Fig. 7. Tumoricidal activities of NK and CTL cells from colon cancer patients.

a Schematic of blood collection from colorectal cancer patients. b Summary of the characteristics of patients with colorectal cancer. c–g Quantitative analysis of colon cancer cells (Caco-2 and DLD-1) killed by sIL1β-mRNA_OMe_AE-activated CD56^dimCD3^- NK cells and/or CD8⁺ T cells from patient-1 (c), patient−2 (d), patient-3 (e), patient-4 (f), and patient-5 (g). N = 3 independent experimental replicates. One-way ANOVA with Bonferroni correction was used for multiple comparisons. Mean ± SEM. Source data are provided as a Source Data file.
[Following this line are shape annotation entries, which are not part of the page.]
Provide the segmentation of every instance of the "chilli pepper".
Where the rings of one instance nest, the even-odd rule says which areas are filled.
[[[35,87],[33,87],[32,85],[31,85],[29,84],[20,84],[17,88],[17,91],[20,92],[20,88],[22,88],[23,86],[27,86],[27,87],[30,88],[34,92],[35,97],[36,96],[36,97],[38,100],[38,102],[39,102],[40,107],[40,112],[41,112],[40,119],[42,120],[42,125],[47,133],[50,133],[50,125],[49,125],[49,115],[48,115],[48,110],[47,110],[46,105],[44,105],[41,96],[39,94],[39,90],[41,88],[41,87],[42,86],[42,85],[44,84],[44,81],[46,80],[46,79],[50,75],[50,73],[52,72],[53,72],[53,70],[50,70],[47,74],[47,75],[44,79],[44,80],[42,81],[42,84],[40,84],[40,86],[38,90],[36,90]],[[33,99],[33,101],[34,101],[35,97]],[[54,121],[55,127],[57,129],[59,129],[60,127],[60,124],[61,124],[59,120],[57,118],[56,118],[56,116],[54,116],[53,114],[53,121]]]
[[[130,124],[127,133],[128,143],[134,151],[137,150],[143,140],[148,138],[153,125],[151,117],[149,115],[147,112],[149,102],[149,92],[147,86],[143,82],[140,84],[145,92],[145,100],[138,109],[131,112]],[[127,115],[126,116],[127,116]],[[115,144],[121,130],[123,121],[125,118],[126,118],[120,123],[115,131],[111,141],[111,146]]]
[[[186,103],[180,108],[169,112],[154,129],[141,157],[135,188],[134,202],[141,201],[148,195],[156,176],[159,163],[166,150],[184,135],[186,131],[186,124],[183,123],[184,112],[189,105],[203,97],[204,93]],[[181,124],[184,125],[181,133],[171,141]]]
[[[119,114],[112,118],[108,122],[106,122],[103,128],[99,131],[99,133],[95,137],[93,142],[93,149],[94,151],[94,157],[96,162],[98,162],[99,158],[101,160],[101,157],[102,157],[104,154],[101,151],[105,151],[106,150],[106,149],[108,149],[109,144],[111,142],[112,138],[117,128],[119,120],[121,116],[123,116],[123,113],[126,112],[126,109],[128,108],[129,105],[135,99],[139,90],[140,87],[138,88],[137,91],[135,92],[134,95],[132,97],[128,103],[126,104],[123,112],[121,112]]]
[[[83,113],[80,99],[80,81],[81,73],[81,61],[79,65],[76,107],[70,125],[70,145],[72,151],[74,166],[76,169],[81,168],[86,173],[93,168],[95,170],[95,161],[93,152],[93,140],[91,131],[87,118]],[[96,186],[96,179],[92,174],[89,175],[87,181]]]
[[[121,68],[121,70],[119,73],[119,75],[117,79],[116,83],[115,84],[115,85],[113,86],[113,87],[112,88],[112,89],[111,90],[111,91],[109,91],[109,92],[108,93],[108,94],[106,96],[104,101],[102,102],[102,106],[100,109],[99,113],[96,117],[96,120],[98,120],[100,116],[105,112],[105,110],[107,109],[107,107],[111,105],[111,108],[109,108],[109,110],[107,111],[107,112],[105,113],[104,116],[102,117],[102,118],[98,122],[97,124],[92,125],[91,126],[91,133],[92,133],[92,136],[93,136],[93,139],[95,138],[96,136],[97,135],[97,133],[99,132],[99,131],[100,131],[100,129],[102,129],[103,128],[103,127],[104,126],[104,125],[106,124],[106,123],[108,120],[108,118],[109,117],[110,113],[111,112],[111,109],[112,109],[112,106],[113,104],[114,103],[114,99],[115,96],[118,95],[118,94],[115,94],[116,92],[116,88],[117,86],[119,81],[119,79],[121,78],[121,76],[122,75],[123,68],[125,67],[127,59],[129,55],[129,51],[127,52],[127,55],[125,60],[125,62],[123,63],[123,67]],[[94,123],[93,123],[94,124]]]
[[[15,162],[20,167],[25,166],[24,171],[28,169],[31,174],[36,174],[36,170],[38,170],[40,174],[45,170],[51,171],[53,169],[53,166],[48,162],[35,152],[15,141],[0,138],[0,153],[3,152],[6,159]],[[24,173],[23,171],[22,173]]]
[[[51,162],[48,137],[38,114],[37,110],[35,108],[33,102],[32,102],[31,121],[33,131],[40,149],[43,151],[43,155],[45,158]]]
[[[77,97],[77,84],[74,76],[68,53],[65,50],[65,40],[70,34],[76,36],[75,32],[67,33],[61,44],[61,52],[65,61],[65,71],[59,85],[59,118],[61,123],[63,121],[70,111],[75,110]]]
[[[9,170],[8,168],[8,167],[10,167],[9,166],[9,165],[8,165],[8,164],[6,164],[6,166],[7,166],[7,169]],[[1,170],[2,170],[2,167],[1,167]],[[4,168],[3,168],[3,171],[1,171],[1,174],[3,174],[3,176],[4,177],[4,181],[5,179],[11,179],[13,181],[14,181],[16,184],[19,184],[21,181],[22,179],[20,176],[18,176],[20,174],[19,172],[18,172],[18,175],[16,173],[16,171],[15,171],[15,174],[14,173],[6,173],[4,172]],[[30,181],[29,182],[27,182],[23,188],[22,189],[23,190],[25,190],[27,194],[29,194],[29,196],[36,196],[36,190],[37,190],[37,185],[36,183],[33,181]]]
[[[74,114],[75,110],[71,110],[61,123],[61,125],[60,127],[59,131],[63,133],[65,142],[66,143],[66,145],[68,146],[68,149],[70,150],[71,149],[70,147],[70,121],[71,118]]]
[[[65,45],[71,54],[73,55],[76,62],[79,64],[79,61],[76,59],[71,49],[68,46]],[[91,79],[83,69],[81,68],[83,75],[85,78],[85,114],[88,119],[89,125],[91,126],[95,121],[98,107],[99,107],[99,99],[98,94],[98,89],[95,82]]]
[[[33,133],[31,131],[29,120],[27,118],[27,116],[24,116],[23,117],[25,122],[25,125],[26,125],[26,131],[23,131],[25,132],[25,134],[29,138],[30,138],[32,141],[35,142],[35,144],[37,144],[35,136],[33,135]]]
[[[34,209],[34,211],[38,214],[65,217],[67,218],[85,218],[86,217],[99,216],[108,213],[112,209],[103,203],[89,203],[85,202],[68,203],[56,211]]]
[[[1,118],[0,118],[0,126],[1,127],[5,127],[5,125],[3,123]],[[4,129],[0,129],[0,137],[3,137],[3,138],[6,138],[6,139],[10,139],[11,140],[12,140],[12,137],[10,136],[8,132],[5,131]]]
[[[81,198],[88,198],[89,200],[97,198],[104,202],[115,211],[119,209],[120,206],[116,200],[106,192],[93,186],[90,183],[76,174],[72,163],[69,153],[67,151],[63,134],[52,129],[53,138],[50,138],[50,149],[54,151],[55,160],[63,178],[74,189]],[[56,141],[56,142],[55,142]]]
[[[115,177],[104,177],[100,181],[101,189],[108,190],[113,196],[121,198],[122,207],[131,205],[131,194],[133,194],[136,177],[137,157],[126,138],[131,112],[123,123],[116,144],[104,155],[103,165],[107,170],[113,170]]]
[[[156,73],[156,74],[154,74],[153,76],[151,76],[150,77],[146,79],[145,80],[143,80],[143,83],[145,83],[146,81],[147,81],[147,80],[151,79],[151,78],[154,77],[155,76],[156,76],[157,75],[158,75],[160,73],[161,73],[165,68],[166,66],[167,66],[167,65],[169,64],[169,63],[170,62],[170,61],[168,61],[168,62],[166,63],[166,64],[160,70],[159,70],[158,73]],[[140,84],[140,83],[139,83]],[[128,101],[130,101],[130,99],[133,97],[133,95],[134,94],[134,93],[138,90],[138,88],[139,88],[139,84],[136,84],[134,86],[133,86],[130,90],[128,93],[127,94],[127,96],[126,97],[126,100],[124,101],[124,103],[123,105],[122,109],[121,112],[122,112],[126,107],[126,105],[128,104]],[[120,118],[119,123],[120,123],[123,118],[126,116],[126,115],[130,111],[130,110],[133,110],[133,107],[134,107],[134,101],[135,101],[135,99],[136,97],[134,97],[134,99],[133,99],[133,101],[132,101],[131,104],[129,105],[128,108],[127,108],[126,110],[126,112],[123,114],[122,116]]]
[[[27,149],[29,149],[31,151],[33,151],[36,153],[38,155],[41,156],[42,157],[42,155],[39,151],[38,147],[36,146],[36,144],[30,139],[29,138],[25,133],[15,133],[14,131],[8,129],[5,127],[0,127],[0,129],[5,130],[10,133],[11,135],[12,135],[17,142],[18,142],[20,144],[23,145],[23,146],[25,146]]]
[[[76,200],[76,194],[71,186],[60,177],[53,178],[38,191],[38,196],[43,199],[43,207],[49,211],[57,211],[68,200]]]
Fig. 8. Graphical summary of the antimetastatic effect of s-mRNA.

Since the chemically synthesized short mRNA (IL1β-mRNA_OMe_AE) is RNase resistant, it can be used to stimulate NK and CTL via the ZC3H12D receptor in vivo. These immune cells enhance its Granzyme B-dependent tumoricidal activity without inducing inflammatory responses that cause severe side effects.